1. A gas turbine engine comprising

a bypass duct,

a core engine,

a fluid mixing arrangement configured to mix a bypass flow of fluid within the bypass duct and a secondary flow of fluid,

the arrangement having a flow duct terminating with an outlet and being arranged to direct said secondary flow from the core engine through the outlet and into the bypass flow, f a wing in the region of the outlet, said wing extending at least partially across the duct and being configured to generate lift from said secondary flow effective to produce at least one trailing vortex extending into said bypass flow, wherein the wing has a substantially free wing tip and is configured generate the wing tip vortex.

2. A gas turbine engine according to claim 1, further comprising a wing configured such that its angle of attack relative to said secondary flow is substantially constant along its span.

3. A gas turbine engine according to claim 2, wherein said angle of attack does not exceed the critical angle of attack of the wing.

4. A gas turbine engine according to claim 1, further comprising a wing configured such that its angle of attack relative to said secondary flow varies along its span.

5. A gas turbine engine according to claim 1, wherein said wing is arranged so as not to project into said bypass flow.

6. A gas turbine engine according to claim 1, wherein said wing is located substantially at the position of the outlet.

7. A gas turbine engine according to claim 1, further comprising a wing having a leading edge and a trailing edge which are substantially parallel to one another.

8. A gas turbine engine according to claim 1 further comprising a wing of tapered form.

9. A gas turbine engine according to claim 8, wherein the leading and/or trailing edge of the wing is curved.

10. A gas turbine engine according to claim 1 wherein said wing has a root via which the wing is mounted to a louver extending substantially across said duct.

11. A gas turbine engine according to claim 1 further comprising a plurality of said wings.

12. A gas turbine engine according to claim 11, further comprising a first wing and a second wing, said first and second wings having substantially collinear leading and/or trailing edges.

13. A gas turbine engine according to claim 1, further comprising at least two pairs of wings, each said pair of wings comprising a first wing and a second wing, said first and second wings having substantially collinear leading and/or trailing edges.

14. A gas turbine engine according to claim 12, wherein the or each said first wing is mounted via its root to a first side of said louver, and wherein the or each said second wing is mounted via its root to an opposed second side of said louver.

15. A gas turbine engine according to claim 11, further comprising at least a first wing and a second wing, said first and second wings having spaced-apart and substantially parallel leading and/or trailing edges.
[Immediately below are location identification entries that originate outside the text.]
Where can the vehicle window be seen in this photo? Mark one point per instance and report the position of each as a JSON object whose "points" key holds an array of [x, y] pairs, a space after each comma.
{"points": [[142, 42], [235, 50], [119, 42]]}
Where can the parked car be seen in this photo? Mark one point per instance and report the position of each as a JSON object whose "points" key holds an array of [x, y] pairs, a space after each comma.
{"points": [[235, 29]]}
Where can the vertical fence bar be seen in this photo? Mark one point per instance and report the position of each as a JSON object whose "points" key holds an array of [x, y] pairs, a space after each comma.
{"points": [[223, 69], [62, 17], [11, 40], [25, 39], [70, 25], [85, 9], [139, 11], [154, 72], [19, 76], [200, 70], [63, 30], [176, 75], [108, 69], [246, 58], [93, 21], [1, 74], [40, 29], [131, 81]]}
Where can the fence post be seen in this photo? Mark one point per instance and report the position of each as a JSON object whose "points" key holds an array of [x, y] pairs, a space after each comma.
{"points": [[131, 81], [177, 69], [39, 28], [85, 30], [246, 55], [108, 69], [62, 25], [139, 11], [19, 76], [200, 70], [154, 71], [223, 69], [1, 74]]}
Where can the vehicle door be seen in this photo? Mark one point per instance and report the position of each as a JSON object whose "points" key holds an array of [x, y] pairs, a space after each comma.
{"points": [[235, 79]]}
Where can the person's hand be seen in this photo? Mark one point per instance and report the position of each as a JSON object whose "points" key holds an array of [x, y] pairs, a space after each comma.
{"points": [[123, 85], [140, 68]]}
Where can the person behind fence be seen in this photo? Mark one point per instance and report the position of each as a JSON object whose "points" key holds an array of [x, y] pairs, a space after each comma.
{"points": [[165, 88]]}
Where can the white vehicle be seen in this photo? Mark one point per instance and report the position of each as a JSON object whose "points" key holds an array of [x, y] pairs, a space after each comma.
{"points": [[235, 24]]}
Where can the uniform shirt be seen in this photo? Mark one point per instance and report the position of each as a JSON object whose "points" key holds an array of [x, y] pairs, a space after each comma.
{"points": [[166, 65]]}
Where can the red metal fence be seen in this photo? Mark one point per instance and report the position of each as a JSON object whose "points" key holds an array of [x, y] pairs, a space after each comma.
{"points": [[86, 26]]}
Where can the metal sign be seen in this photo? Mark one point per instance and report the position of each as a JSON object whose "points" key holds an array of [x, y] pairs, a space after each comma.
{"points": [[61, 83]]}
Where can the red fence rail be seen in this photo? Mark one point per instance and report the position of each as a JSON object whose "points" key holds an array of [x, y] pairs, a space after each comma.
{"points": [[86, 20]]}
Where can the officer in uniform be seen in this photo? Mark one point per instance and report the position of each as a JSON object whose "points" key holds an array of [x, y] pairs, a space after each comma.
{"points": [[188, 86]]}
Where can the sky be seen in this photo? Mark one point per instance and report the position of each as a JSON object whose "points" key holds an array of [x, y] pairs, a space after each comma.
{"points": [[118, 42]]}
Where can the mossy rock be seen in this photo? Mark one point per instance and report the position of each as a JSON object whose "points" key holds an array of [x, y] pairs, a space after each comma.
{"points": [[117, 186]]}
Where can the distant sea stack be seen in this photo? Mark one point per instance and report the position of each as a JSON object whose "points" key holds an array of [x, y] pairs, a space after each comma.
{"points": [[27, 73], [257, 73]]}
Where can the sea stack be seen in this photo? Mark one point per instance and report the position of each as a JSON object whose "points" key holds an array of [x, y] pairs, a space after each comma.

16. A gas turbine engine according to claim 11, further comprising at least one pair of wings, the or each pair comprising a first wing and a second wing, wherein said first and second wings are arranged at opposite angles of attack to the secondary flow.

17. A gas turbine engine according to claim 1, wherein said flow duct takes the form of a ventilation duct configured to vent said secondary flow into said bypass flow.

18. A gas turbine engine according to claim 1 further comprising a bleed valve arrangement, wherein said secondary flow is a flow of bleed gas directed along said flow duct from said core engine and into said bypass flow.

19. A gas turbine engine according to claim 1, wherein said flow duct is arranged to draw said secondary flow from a compressor forming part of the core engine.

20. A gas turbine engine according to claim 1, wherein said flow duct is arranged to draw said secondary flow from a turbine forming part of said core engine.